Ige recently returned from a visit to Japan where he learned that Japan Airlines had agreed to begin direct flights from Tokyo to Kona from August 1. The Japanese carrier is doing so with some trepidation as many unknowns still remain regarding COVID-19, but the airline is committed to landing in Kona.

It’s up to residents to roll out a hospitable carpet, Ige said, as tourism is the No. 1 economic driver in the islands and Japan is the only market that hasn’t returned to pre-COVID travel numbers.

“We have to make August 1 a success,” Ige said. “We can make the launch happen in a big way.”

Ige began his half-hour speech to the few hundred people in the resort’s ballroom by reflecting on the lessons learned from the pandemic and celebrating the successes the islands have achieved through it.

The Commonwealth Fund — a private foundation that supports independent research into health issues and provides grants to improve health practices and policies — ranked Hawai’i as the No. 1 state in handling the pandemic.
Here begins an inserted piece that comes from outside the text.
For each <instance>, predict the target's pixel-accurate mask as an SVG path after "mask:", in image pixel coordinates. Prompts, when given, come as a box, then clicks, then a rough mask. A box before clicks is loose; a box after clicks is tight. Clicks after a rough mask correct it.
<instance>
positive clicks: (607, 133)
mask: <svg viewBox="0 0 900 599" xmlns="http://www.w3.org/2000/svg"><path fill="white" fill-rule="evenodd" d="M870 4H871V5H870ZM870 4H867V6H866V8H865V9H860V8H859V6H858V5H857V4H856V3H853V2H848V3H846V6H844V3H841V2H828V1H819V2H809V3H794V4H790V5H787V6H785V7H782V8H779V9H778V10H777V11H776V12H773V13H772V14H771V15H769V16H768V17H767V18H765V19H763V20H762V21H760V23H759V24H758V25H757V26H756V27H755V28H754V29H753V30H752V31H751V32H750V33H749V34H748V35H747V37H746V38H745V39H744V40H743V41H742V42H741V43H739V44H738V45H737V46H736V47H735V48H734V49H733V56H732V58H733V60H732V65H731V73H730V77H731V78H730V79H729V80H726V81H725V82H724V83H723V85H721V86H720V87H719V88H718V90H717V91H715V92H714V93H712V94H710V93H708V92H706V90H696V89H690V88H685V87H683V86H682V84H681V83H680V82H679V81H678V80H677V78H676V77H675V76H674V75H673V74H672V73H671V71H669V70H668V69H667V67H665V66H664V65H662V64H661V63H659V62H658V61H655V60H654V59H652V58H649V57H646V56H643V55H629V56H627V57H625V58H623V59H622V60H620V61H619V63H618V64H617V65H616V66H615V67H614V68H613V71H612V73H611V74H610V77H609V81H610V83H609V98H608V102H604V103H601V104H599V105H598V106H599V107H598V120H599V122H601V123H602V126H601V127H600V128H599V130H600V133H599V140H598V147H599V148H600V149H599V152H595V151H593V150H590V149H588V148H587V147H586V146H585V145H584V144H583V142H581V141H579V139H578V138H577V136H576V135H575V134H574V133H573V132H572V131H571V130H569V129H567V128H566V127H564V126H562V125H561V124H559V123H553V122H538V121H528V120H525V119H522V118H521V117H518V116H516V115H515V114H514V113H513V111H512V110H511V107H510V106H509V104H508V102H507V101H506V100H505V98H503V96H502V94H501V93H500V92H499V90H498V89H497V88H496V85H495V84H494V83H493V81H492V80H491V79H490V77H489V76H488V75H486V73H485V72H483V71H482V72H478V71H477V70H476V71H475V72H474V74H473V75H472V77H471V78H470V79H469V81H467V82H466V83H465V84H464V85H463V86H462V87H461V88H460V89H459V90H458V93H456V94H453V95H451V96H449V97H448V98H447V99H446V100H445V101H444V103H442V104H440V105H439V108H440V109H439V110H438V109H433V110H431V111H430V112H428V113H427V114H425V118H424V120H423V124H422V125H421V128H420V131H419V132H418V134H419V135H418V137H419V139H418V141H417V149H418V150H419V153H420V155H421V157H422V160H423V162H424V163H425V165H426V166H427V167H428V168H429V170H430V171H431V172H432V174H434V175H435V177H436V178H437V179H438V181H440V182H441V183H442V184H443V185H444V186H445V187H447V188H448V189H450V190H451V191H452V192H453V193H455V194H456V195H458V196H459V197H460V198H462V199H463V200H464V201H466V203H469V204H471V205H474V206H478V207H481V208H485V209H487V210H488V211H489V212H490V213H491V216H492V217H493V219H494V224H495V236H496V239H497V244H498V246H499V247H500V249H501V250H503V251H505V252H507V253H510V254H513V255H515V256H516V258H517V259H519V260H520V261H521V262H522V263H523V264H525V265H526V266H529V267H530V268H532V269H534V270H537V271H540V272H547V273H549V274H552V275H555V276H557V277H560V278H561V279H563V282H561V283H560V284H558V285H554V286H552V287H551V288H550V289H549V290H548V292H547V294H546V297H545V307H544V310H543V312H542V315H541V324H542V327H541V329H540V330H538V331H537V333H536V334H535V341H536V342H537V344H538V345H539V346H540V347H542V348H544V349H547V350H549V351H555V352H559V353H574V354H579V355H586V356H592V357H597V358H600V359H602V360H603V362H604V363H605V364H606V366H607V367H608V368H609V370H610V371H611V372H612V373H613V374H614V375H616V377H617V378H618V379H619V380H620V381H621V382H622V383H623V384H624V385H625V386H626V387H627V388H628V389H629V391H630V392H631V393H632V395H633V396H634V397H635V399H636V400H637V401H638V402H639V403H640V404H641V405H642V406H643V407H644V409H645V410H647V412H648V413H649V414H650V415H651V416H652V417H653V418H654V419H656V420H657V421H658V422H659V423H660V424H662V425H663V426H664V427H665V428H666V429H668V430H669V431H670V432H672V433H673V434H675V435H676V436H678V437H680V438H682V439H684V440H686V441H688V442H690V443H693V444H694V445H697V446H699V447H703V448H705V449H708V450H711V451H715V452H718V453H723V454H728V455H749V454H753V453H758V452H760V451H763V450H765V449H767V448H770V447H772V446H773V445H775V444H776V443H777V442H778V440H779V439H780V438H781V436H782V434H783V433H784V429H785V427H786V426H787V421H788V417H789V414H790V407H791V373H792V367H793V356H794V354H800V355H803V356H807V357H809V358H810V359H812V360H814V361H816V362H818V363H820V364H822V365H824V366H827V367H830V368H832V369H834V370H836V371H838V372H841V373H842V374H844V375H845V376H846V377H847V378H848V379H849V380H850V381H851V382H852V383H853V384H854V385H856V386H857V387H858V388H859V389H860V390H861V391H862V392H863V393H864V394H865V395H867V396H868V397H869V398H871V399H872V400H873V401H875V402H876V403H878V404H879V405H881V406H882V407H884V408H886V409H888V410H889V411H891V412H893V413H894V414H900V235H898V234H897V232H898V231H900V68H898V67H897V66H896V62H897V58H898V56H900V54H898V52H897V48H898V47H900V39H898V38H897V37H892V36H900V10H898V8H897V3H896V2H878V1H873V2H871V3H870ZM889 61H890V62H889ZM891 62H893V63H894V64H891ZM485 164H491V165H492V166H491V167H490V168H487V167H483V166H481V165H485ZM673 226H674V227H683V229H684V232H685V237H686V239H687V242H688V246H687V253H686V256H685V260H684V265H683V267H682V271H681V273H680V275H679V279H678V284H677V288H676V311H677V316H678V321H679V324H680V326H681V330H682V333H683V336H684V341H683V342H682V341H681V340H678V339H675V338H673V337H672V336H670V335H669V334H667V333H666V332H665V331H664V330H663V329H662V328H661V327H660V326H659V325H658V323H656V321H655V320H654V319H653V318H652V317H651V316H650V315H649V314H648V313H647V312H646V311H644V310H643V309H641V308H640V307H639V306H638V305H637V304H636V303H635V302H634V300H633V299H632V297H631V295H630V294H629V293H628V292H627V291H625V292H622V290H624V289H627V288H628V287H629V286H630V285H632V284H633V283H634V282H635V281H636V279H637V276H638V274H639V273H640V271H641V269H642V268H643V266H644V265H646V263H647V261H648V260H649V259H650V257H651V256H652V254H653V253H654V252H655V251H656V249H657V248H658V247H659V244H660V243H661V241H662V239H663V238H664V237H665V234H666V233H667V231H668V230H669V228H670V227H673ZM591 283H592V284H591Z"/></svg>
It included more than 50 metrics to arrive at the rankings, where Hawai’i’s zero days of having an “overwhelmed” hospital system played into that first-place gain.

It is a ranking to which the outgoing governor said he was proud to be part.

“I really take my hat off,” he told Hawai’i healthcare workers.

And the lessons they learned from the pandemic they implemented in this year’s state budget, allocating $6.7 million to expand residency programs for doctors and nurses. across the university to keep young healthcare workers here as they enter the workforce. The state is also bolstering high school and state department internship programs with the same goal of giving young professionals a chance to start their careers on the islands.

“We have done great things during the COVID pandemic and we will come out of it better,” he said.

While those points had an eye on the future, Ige’s address was, in part, a walk down memory lane. But the eight years have been filled with visits to the Big Island and projects on the Big Island, as noted by the Governor, which are worth remembering.

“It was truly an honor to serve as Governor of the State of Hawai’i,” Ige said at the end. “I’m so proud of you all.”